I share your opinion of SAML, but I have to ask, as someone who has also implemented it in Golang: what gave you any confidence in an implementation backed by encoding/xml? It was to me immediately pretty obvious that DSIG and encoding/xml aren't a fit, if only because of encoding/xml's poor namespace support. There are other DSIG Golang libraries that use an etree-style interface for what I presume is the same reason.
Blog author here; Russell's implementation is backed by github.com/beevik/etree, but like you said, it's just an interface. The tokenizer is still encoding/xml.
Adding better support for namespaces and providing APIs compatible with dsig doesn't remove the underlying vulnerabilities.
Ugh. That's disappointing.

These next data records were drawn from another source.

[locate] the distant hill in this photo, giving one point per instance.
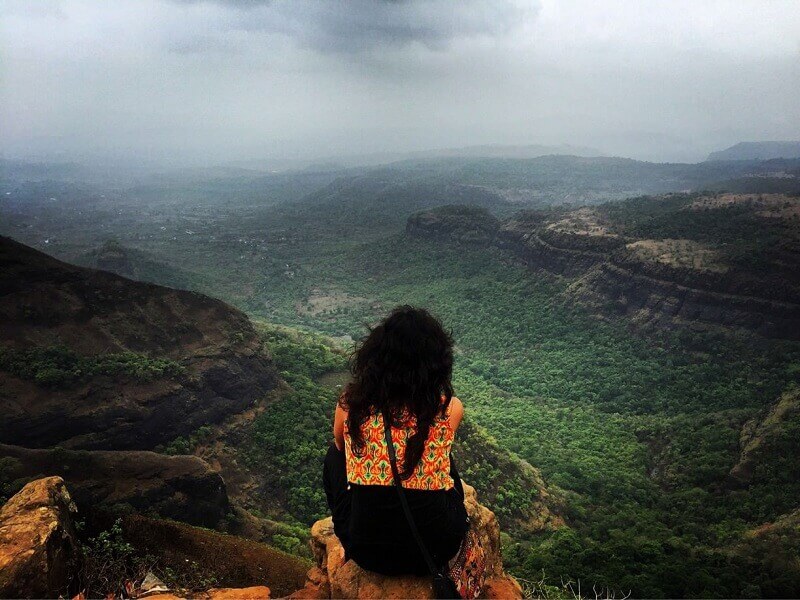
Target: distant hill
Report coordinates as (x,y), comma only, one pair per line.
(89,359)
(758,151)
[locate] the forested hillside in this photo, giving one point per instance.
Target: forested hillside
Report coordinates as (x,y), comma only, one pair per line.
(629,368)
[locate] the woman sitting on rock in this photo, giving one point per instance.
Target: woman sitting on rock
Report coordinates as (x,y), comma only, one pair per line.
(401,373)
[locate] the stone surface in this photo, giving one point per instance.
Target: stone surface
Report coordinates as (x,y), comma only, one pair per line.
(257,592)
(37,541)
(333,578)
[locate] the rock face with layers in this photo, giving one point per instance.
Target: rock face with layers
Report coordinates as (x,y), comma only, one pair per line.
(45,303)
(184,488)
(333,578)
(37,541)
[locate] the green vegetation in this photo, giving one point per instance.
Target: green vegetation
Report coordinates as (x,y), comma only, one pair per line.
(58,366)
(640,433)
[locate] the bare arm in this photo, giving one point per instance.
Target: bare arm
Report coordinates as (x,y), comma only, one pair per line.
(456,409)
(339,418)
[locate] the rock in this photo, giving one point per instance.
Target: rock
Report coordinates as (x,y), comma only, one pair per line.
(332,578)
(258,592)
(37,541)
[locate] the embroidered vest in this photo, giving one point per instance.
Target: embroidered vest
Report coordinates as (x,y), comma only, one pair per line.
(372,467)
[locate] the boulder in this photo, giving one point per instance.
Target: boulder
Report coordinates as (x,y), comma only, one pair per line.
(334,578)
(38,546)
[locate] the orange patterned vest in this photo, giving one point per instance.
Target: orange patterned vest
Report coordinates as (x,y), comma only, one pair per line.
(374,468)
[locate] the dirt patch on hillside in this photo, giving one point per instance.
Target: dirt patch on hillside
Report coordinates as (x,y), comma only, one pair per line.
(321,302)
(584,221)
(764,205)
(685,254)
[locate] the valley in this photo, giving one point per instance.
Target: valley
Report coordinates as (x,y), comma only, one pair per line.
(629,367)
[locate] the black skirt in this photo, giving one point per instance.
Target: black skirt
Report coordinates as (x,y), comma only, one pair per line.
(370,522)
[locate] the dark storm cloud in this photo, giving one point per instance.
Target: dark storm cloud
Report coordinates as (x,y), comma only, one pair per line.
(205,81)
(360,25)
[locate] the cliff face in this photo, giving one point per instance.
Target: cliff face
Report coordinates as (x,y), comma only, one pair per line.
(38,543)
(660,282)
(771,439)
(45,303)
(184,488)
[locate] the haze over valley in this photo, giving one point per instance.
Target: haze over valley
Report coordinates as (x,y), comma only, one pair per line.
(215,199)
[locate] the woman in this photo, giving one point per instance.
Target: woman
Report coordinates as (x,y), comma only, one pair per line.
(402,372)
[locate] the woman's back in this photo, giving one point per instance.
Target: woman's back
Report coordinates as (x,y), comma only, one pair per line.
(371,465)
(402,370)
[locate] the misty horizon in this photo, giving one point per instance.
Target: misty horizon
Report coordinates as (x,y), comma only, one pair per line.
(186,83)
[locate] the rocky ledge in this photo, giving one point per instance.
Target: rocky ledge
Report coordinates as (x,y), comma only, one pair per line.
(333,578)
(37,541)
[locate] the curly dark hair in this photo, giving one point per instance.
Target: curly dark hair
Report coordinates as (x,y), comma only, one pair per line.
(402,368)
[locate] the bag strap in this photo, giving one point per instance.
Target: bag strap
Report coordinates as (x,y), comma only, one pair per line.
(435,571)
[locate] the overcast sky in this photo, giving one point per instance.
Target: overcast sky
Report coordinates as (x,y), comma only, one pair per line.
(214,81)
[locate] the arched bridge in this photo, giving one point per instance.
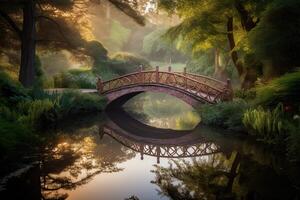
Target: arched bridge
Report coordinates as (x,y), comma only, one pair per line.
(191,88)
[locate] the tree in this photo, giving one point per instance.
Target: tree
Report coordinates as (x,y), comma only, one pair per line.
(34,11)
(275,40)
(221,25)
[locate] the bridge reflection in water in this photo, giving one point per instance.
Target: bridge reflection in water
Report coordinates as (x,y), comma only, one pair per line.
(182,144)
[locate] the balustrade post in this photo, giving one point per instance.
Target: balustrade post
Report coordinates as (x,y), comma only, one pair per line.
(142,151)
(158,154)
(157,74)
(185,79)
(99,85)
(229,89)
(141,74)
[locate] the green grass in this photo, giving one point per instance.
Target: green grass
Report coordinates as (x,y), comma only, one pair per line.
(285,89)
(265,124)
(225,114)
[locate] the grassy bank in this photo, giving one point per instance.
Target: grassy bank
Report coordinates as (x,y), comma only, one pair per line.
(25,113)
(269,112)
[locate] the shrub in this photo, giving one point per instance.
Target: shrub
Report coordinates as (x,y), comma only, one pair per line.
(96,50)
(15,135)
(35,112)
(225,114)
(11,92)
(75,78)
(70,103)
(266,124)
(245,94)
(123,63)
(293,146)
(285,89)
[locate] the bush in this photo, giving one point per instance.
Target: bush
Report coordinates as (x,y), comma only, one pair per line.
(266,124)
(245,94)
(15,135)
(124,63)
(225,114)
(70,103)
(293,146)
(11,92)
(75,78)
(35,113)
(285,89)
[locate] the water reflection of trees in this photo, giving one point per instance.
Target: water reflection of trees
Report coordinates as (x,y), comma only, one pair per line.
(74,159)
(209,177)
(154,109)
(218,176)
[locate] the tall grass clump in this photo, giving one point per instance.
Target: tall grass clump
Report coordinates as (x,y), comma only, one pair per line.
(225,114)
(35,113)
(266,124)
(293,143)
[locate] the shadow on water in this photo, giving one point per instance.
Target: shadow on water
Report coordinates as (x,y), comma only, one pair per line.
(116,156)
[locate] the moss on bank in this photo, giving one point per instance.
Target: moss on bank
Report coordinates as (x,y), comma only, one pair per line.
(24,113)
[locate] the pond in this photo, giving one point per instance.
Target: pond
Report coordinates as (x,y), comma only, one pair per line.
(147,153)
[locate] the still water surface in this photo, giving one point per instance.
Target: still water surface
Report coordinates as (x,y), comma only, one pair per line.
(118,156)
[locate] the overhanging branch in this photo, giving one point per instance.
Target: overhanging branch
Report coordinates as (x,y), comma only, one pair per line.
(11,23)
(57,25)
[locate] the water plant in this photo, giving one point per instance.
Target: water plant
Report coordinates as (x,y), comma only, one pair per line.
(264,123)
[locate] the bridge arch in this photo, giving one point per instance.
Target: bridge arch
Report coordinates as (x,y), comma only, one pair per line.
(191,88)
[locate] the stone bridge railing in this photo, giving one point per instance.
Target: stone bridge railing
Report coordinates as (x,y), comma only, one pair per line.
(207,88)
(164,150)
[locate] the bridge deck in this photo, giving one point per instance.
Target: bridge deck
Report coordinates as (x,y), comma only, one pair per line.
(201,87)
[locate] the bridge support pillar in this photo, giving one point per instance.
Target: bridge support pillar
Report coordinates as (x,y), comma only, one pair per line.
(157,74)
(185,79)
(99,85)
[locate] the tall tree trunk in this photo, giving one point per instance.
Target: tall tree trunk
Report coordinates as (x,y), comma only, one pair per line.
(219,72)
(246,20)
(234,54)
(27,71)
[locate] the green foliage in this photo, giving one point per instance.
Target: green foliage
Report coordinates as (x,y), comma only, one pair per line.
(118,35)
(15,135)
(245,94)
(96,50)
(285,89)
(10,91)
(155,47)
(293,146)
(70,103)
(204,64)
(75,78)
(226,114)
(276,36)
(35,112)
(123,63)
(265,124)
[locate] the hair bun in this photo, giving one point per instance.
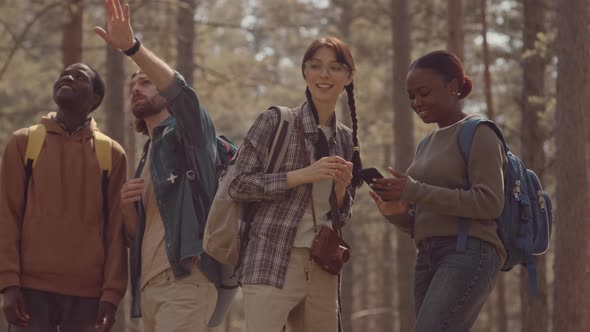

I loathe SAML, but also think the right thing to do here is to make sure nobody uses encoding/xml as part of their SAML stack.
I don't know about that. libxml certainly doesn't round-trip XML documents in general (though I don't think it breaks namespaces at least), whether that breaks SAML or not I have no idea.
Anyway from tptacek's other comments it looks like general-purpose XML libraries should not be assumed suitable for SAML, instead they should have purpose-built implementation for the SAML bit, then once the document has been properly validated and the SAML bits stripped off I guess that can be passed onto a general-purpose library:
> SAML libraries should include purpose-built, locked-down, SAML-only XMLDSIGs, and those XMLDSIGs should include purpose-built, stripped-down XMLs.
I would go out of my way to avoid libxmlsec1 and libxml. I honestly don't understand why it's so hard for a SAML implementation to just bring its own hardened stripped-down XML.
If I had to hazard a guess, bespoke implementation is usually recommended against, especially for complex formats. That it would be the best practice for saml does sound counter-intuitive.
This is like saying that variable name scoping is a semantic convention on top of the C language grammar and that a lexer can't really implement it. In the case of C, it turns out that the lexer must implement it. In the case of XML, processing name spaces directives during lexing is the right thing to do in nearly all cases. But it's not what these SAML libraries needed.